Commission "Pana"

Le Freeport ne convainc pas les eurodéputés

La membre du Parlement européen Ana Gomes (groupe des socialistes et démocrates) s'adresse à la presse dans le somptueux hall du port franc au Findel. A ses côtés Robert Goebbels, président de la société de gestion, et Evelyn Regner, ancienne membre de la Commission Pana. ⋌(PHOTO: C. KARABA)
La membre du Parlement européen Ana Gomes (groupe des socialistes et démocrates) s'adresse à la presse dans le somptueux hall du port franc au Findel. A ses côtés Robert Goebbels, président de la société de gestion, et Evelyn Regner, ancienne membre de la Commission Pana. ⋌(PHOTO: C. KARABA)
Chris Karaba

Par Pierre Sorlut

«Enfin, nous ne sommes pas en Suisse!» Le président du Freeport Luxembourg Robert Goebbels s'emporte. Son bras cogne son pantalon et les clés qui se trouvent à l'intérieur produisent un cliquetis qui résonne dans le hall du port franc où la presse était rassemblée ce lundi. Celui qui fut vice-président du groupe socialiste au Parlement européen interrompt brusquement son ancienne camarade Ana Gomes dans sa comparaison avec les ports francs genevois.

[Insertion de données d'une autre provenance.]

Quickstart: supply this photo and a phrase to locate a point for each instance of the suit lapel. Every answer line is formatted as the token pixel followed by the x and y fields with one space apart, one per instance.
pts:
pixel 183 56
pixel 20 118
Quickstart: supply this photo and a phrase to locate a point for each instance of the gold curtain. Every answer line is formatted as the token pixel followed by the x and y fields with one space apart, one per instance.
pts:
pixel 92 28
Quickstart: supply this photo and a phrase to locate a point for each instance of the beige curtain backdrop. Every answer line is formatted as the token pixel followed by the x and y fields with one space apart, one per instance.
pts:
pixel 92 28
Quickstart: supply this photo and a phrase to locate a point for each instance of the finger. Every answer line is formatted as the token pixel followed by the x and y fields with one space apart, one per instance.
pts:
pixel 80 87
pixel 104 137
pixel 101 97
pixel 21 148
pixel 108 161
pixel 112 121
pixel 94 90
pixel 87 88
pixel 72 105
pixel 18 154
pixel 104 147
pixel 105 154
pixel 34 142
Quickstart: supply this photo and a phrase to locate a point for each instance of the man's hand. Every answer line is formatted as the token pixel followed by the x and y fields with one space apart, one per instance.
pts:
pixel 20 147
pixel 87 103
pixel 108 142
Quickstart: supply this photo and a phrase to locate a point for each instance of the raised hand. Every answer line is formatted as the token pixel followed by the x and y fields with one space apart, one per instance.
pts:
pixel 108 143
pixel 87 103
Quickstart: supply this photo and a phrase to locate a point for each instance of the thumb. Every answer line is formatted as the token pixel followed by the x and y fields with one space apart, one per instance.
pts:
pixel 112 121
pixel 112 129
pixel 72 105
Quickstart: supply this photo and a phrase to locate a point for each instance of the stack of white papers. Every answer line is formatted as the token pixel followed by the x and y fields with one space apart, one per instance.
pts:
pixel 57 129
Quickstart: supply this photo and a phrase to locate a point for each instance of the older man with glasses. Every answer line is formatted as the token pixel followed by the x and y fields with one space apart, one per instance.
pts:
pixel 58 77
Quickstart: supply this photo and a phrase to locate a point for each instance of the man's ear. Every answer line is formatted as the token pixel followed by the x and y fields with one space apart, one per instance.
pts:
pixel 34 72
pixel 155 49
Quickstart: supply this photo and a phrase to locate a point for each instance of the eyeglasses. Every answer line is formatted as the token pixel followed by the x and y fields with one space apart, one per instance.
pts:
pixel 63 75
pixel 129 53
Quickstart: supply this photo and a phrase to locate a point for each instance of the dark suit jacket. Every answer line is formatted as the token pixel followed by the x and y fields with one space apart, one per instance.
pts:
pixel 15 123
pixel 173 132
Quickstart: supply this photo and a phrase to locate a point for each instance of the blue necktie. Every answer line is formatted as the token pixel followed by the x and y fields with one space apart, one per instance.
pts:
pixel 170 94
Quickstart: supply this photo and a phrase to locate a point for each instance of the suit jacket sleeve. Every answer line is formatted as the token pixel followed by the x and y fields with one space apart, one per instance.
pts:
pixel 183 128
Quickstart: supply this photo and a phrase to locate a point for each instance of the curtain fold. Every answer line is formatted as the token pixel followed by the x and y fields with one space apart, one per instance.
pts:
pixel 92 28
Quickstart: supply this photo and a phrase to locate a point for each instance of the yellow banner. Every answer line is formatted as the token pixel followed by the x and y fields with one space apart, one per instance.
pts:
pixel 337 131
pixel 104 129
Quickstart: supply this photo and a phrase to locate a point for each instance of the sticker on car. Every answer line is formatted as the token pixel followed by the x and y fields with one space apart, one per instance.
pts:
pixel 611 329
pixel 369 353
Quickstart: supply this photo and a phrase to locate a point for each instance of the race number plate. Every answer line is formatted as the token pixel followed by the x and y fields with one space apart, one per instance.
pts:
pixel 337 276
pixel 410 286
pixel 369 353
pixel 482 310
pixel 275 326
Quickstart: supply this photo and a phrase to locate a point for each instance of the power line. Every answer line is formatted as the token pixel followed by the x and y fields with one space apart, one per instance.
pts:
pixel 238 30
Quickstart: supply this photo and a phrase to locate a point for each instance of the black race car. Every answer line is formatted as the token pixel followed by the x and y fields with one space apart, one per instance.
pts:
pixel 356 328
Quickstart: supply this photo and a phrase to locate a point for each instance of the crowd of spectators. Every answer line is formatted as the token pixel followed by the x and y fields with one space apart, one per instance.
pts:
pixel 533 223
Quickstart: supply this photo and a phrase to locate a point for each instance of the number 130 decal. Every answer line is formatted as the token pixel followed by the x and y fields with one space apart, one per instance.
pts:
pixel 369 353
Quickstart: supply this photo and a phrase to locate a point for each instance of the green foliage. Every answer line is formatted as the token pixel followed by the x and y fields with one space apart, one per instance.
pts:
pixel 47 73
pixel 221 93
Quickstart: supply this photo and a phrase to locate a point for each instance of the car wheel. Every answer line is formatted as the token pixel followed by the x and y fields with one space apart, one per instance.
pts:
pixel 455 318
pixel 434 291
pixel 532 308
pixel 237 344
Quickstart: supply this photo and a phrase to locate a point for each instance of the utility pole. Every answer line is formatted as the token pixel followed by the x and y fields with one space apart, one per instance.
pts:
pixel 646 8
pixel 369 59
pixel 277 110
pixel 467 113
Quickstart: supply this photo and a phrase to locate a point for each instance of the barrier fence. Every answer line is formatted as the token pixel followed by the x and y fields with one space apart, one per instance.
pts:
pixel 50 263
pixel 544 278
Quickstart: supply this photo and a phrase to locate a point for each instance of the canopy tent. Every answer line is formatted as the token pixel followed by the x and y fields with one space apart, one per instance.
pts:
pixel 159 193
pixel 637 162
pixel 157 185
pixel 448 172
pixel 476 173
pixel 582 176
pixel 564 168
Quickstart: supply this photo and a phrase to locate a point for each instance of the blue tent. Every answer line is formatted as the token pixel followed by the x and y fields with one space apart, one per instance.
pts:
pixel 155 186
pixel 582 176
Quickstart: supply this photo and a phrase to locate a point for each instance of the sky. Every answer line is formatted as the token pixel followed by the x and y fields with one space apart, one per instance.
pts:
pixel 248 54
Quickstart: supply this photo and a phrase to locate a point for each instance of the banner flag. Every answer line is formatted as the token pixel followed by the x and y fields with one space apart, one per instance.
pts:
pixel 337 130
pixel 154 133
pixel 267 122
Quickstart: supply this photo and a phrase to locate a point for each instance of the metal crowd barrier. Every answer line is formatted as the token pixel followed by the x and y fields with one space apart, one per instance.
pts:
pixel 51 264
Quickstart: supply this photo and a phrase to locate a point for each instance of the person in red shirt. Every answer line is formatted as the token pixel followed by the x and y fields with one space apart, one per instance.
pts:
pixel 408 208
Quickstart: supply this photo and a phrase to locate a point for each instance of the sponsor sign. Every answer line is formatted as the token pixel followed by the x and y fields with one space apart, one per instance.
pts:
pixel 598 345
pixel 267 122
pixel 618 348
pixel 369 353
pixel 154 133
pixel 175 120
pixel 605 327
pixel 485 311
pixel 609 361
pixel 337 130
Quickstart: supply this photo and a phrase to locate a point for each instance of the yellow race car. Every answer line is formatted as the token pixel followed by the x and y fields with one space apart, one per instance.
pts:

L’eurodéputée portugaise a, avec quelques anciens membres de la Commission «Pana», répondu favorablement à l'invitation de M. Goebbels. Le président de la société de gestion de la zone de suspension de taxes en bordure d'aéroport s'était ému en novembre dernier quand le rapport final de la commission parlementaire en charge de l'enquête de possibles crimes financiers liés aux «Panama Papers» présentait «les soucis» des députés à l'égard des freeports, ces coffres-forts géants tenus à l'abri des regards indiscrets. «Des remarques à mon avis déplacées», a fait savoir M. Goebbels sous les visages inquisiteurs de l'artiste portugais VHILS.

L'OCDE critique

«Les ports francs peuvent s'avérer des infrastructures d'entreposage utiles au blanchiment d'argent et au commerce de biens de valeur exonéré de taxes», écrivait en novembre dernier le rapporteur de la Commission «Pana».

Ses membres n'avaient alors pas visité l'installation financée par le marchand et transporteur d'art suisse Yves Bouvier. Ils fondaient leur opinion sur la réputation sulfureuse du port franc de Genève, ainsi que sur les conclusions négatives formulées dans le passé par l'OCDE (Organisation de coopération et de développement économiques) qui s'est érigée en fer de lance dans la lutte contre l'évasion fiscale et le blanchiment d'argent. Son directeur fiscalité Pascal Saint-Amans avait plus spécifiquement exprimé ses doutes quant à la probité de l'infrastructure luxembourgeoise.

Mme Gomes pas convaincue

Depuis, le législateur a corrigé le tir. Les professionnels du transport qui opèrent au port franc doivent se soumettre à la législation anti-blanchiment. Les douanes, «présentes en permanence sur le site», insiste M. Goebbels, «scannent tout ce qui entre et sort». «Tous les bénéficiaires économiques sont connus de l'administration des douanes. Le bâtiment est le plus surveillé du Luxembourg», renchérit le président du Freeport. A ses côtés, Ana Gomes doute encore. «Ils nous ont montré ce qu'ils avaient le droit de nous montrer (les surfaces sont louées à des prestataires contraints au secret professionnel, ndlr). Mais beaucoup de questions que j'ai posées devront être posées à nouveau aux autorités luxembourgeoises», a précisé l'eurodéputée.

«Les personnes qui se cachaient derrière des sociétés-écrans ou plaçaient leur argent sur des comptes offshore investissent dans des oeuvres d'art, du vin, des voitures de luxe ou même des cigares»... Ana Gomes aimerait savoir si les transactions réalisées sur des biens stockés au port franc sont bien contrôlées. Robert Goebbels assure qu'au final, les douanes sauront. «Si vous voulez frauder, il y a dans le monde des endroits beaucoup moins sécurisés et beaucoup moins chers», assène-t-il.

Sur le port franc

Luxembourg. Le port franc a été inauguré le 17 septembre 2014 en présence de certains des plus hauts représentants de l'Etat, le Grand-Duc Henri et le vice-Premier ministre Etienne Schneider. Cette zone de suspension de taxe sur la valeur ajoutée (TVA) est en réalité le fruit d'une volonté plus ancienne de diversifier la place financière par la logistique. Les ministres de l'Economie et des Finances de l'époque, respectivement Jeannot Krecké et Luc Frieden (aujourd'hui président de la maison d'édition du «Luxemburger Wort») avaient conduit le développement entre 2008 et 2011, inspirés par les conseils du cabinet Deloitte, orienté vers l'art.